[DRBD-user] 'Unable to bind sock' and strange error.

Thu Mar 22 23:14:17 CET 2007

On Thu, 22 Mar 2007, Lars Ellenberg wrote:

...

> > 0. What caused the transition from 'Primary' to 'Standalone' on
> >    'machineA'?
> 
> it has no network connection (B was down).
> so it retries every some seconds to
> passively bind() and listen() waiting for an active connect of the peer,
> then to realease them again, and actively connect() to the peer itself.
> (this is waiting for connection, WFConnection).
> 
> for some reason, for one of these attemts, it gets a -98 (EADDRINUSE).
> so it quits trying to establish the connection.
> (this is no connection, no attemt to connect, so no peer: StandAlone).

Let me prefix the remainder of my response with a "thank-you", I was 
pleasantly surprised by the quick response.

Regarding the explanation:

Aha!  That's what I thought, but I can't determine why it it would 
get EADDRINUSE at 3-something in the AM.

> > 1. On 'machineA', if it was not the primary, why did it synchronize?
> 
> SyncSource does not imply Primary.
> Primary does not necessarily mean best and up-to-date data.
> 
> it syncs, because it knows it has the better (newer) data.

Aha. OK, that clears that up.

> > 2. Why didn't it move back form 'StandAlone' to 'Primary' when the
> >    determination had been made that it's peer was definately already in
> >    Secondary?
> 
> because "StandAlone" is a connection state,
> Primary is a node role.

I think I understand now.

> it has been "StandAlone Primary/Unknown".
> you "restart" it. I read this as
>   /etc/init.d/drbd stop; /etc/init.d/start

More or less, that is correct.

> stop makes it secondary (otherwise it could not unconfigure it),
> then unconfigures it.
> 
> start configures it.
> 
> it does not, however, promote to primary.
> that would be the job of a cluster manager.
> you do have a cluster manager, don't you?

No, I don't have a traditional cluster set up here, I'm doing some 
testing and probably doing some things that aren't along the usual uses 
of drbd (no heartbeat for example).  In this case, I've got what is 
essentially an opportunistic network raid1 - when machineB comes up 
(infrequently) it gets a copy of only what has changed and when up to 
date it is a convenient mirror.

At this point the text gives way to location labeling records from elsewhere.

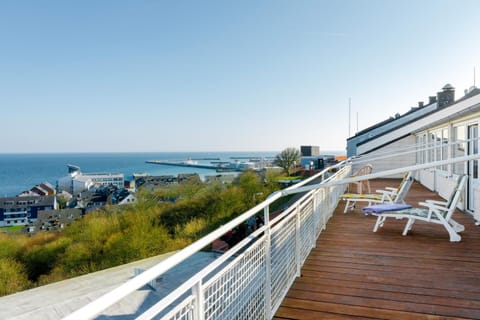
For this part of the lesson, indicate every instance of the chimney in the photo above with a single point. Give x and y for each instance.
(447, 96)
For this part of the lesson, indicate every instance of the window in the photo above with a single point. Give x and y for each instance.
(459, 145)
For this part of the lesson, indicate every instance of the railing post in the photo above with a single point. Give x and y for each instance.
(316, 219)
(268, 265)
(298, 241)
(197, 292)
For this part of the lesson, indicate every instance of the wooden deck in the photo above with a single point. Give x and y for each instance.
(354, 273)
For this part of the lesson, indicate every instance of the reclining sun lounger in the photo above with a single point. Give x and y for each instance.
(439, 212)
(389, 195)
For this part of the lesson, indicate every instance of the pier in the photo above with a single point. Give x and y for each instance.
(182, 164)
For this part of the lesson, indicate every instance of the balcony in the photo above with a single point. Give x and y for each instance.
(354, 272)
(351, 272)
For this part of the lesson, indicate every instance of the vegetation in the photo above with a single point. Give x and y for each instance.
(288, 159)
(163, 220)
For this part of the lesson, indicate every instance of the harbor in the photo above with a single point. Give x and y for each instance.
(254, 163)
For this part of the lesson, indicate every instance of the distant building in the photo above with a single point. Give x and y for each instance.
(184, 177)
(49, 220)
(42, 189)
(223, 178)
(309, 151)
(153, 182)
(17, 211)
(76, 181)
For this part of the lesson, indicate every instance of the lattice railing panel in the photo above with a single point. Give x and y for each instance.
(238, 291)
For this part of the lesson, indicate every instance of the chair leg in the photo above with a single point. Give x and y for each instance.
(456, 226)
(408, 226)
(347, 205)
(379, 223)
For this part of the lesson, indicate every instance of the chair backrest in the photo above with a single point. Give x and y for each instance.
(455, 196)
(367, 169)
(403, 188)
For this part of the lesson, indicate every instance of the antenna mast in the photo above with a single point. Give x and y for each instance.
(357, 123)
(349, 115)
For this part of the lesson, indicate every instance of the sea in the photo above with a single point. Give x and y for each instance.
(20, 172)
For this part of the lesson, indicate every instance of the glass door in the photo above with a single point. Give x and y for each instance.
(472, 168)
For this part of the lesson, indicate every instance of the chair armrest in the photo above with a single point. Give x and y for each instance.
(441, 203)
(391, 189)
(434, 206)
(386, 191)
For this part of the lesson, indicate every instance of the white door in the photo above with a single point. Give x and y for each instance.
(472, 168)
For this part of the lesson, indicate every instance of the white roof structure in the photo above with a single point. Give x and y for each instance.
(57, 300)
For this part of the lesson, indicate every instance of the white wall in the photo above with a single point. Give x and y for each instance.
(387, 163)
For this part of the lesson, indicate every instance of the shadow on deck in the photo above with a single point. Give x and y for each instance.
(354, 273)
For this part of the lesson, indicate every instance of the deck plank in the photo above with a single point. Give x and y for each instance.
(354, 273)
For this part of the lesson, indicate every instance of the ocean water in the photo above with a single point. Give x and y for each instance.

If machineA's backing store ever died 
(actually it did less than a week ago) I can replace it, bring it and 
machineB up, and machineB will sync back to machineA and then I can 
reset the drbd on machineA as primary at which point I can use it again. 
I know, it's probably a little weird.

All that really remains is to try to understand why drbd failed a bind 
call at 3:29:01. I can guarantee that no cron job ran and the machine 
was otherwise idle, and have otherwise scoured the logs for anything 
that might be relevant and found, unfortunately, nothing - drbd is the 
only thing logged for several minutes in either direction.

--
Jon Nelson <jnelson-drbd at jamponi.net>